Recommended Production Specs¶
# Production server specifications
production:
cpu: 8 cores
ram: 16GB
storage: 50GB SSD
network: 1Gbps
os: Ubuntu 22.04 LTS
Resource Planning¶
# Calculate resource requirements
def calculate_resources(concurrent_users, cache_size_gb, model_size):
"""Estimate resource requirements."""
# Memory calculation
base_memory_gb = 2 # OS and services
model_memory_gb = {
'small': 2,
'large': 4
}[model_size]
cache_memory_gb = cache_size_gb
worker_memory_gb = concurrent_users * 0.1 # 100MB per concurrent user
total_memory_gb = (
base_memory_gb +
model_memory_gb +
cache_memory_gb +
worker_memory_gb
)
# CPU calculation
cpu_cores = max(4, concurrent_users // 10)
return {
'memory_gb': total_memory_gb,
'cpu_cores': cpu_cores,
'storage_gb': 10 + cache_size_gb * 2 # 2x cache for growth
}
# Example: 100 concurrent users, 10GB cache, large model
resources = calculate_resources(100, 10, 'large')

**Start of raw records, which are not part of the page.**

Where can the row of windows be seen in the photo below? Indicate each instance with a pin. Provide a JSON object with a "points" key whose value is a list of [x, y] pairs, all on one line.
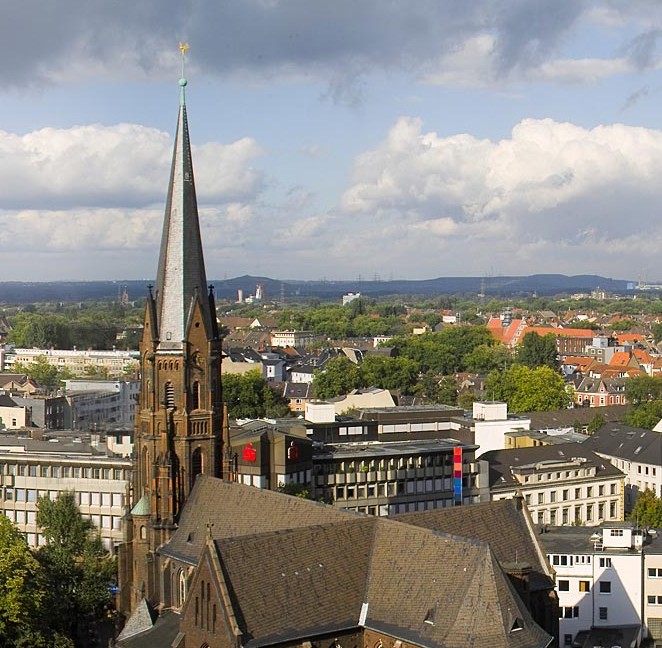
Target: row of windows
{"points": [[390, 489], [567, 494], [106, 522], [393, 463], [574, 514], [63, 472], [567, 474], [83, 498], [565, 561], [564, 586], [409, 507]]}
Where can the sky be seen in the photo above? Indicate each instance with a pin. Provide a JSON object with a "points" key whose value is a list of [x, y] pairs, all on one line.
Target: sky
{"points": [[334, 139]]}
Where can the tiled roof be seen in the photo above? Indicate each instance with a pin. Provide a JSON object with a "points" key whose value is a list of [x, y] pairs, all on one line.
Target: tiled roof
{"points": [[624, 442], [567, 417], [502, 461]]}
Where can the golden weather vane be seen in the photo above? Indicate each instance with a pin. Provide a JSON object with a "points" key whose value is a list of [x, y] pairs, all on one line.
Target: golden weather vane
{"points": [[183, 48]]}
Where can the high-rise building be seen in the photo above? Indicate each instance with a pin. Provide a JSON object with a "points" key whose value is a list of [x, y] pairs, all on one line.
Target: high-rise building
{"points": [[179, 422]]}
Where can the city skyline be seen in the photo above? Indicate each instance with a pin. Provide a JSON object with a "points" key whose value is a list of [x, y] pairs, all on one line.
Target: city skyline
{"points": [[405, 140]]}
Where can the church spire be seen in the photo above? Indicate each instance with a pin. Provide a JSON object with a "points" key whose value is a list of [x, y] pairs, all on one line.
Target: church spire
{"points": [[181, 279]]}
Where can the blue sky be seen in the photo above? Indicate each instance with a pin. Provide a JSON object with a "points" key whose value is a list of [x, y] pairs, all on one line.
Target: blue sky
{"points": [[405, 139]]}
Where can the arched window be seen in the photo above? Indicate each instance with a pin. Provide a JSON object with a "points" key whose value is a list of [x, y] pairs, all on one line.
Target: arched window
{"points": [[145, 467], [195, 395], [196, 464], [169, 395], [182, 588], [207, 608]]}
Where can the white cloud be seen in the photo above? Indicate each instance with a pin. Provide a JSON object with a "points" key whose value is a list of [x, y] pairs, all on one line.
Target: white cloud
{"points": [[115, 166], [551, 192]]}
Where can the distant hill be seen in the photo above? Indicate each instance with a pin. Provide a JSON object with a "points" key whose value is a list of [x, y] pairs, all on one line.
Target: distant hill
{"points": [[16, 292]]}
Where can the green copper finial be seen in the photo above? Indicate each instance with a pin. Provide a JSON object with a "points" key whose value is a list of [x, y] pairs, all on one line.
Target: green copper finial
{"points": [[183, 48]]}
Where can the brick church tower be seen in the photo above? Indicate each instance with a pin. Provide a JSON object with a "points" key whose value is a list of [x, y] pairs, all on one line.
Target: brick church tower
{"points": [[178, 432]]}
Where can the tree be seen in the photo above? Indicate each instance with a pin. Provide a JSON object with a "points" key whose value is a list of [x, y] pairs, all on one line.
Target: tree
{"points": [[340, 376], [656, 330], [390, 373], [487, 357], [645, 415], [21, 588], [595, 424], [77, 568], [647, 511], [528, 390], [444, 352], [249, 396], [43, 373], [537, 350], [642, 389], [644, 393]]}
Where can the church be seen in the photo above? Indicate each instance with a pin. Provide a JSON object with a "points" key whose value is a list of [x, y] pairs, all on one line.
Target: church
{"points": [[210, 563]]}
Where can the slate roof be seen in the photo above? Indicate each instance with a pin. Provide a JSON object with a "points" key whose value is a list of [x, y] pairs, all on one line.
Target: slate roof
{"points": [[237, 510], [181, 278], [332, 570], [501, 461], [503, 524], [298, 390], [7, 401], [355, 573], [629, 443]]}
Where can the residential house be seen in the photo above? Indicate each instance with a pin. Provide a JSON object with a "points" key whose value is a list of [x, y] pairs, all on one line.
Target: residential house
{"points": [[33, 468], [600, 392], [636, 452], [562, 484], [12, 415], [598, 581]]}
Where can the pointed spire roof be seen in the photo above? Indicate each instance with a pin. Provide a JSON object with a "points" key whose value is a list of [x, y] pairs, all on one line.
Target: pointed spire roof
{"points": [[181, 278]]}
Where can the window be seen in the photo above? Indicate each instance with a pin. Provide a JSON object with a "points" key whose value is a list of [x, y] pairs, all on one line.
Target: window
{"points": [[169, 395]]}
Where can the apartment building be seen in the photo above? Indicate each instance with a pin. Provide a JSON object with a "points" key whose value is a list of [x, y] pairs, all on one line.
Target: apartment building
{"points": [[636, 452], [563, 484], [115, 363], [385, 478], [609, 583], [33, 468]]}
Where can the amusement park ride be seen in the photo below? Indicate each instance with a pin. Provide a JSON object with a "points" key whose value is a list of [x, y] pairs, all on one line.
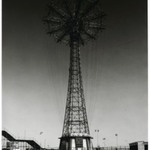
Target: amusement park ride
{"points": [[75, 22]]}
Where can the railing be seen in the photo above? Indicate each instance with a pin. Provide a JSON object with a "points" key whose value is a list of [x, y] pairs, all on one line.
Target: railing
{"points": [[113, 148]]}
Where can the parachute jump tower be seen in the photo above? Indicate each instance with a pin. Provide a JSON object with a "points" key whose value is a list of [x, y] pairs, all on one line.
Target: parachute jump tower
{"points": [[74, 22]]}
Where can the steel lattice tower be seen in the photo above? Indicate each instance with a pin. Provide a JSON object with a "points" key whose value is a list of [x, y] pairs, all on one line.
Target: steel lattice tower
{"points": [[75, 22]]}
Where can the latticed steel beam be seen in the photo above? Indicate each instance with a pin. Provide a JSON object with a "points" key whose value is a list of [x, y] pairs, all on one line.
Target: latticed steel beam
{"points": [[75, 22]]}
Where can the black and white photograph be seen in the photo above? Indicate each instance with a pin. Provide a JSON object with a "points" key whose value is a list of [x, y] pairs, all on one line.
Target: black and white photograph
{"points": [[74, 75]]}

print(f"Required: {resources['memory_gb']}GB RAM, {resources['cpu_cores']} cores")
Basic Server Deployment¶
1. System Setup¶
# Ubuntu/Debian setup
sudo apt update
sudo apt install -y python3.10 python3.10-venv python3-pip
# Create dedicated user
sudo useradd -m -s /bin/bash steadytext
sudo mkdir -p /opt/steadytext
sudo chown steadytext:steadytext /opt/steadytext
# Switch to steadytext user
sudo su - steadytext
cd /opt/steadytext
2. Python Environment¶
# Create virtual environment
python3.10 -m venv venv
source venv/bin/activate
# Install SteadyText
pip install steadytext
# Preload models
st models download --all
st models preload
3. Systemd Service¶
Create /etc/systemd/system/steadytext.service
:
[Unit]
Description=SteadyText Daemon Service
After=network.target
[Service]
Type=simple
User=steadytext
Group=steadytext
WorkingDirectory=/opt/steadytext
Environment="PATH=/opt/steadytext/venv/bin"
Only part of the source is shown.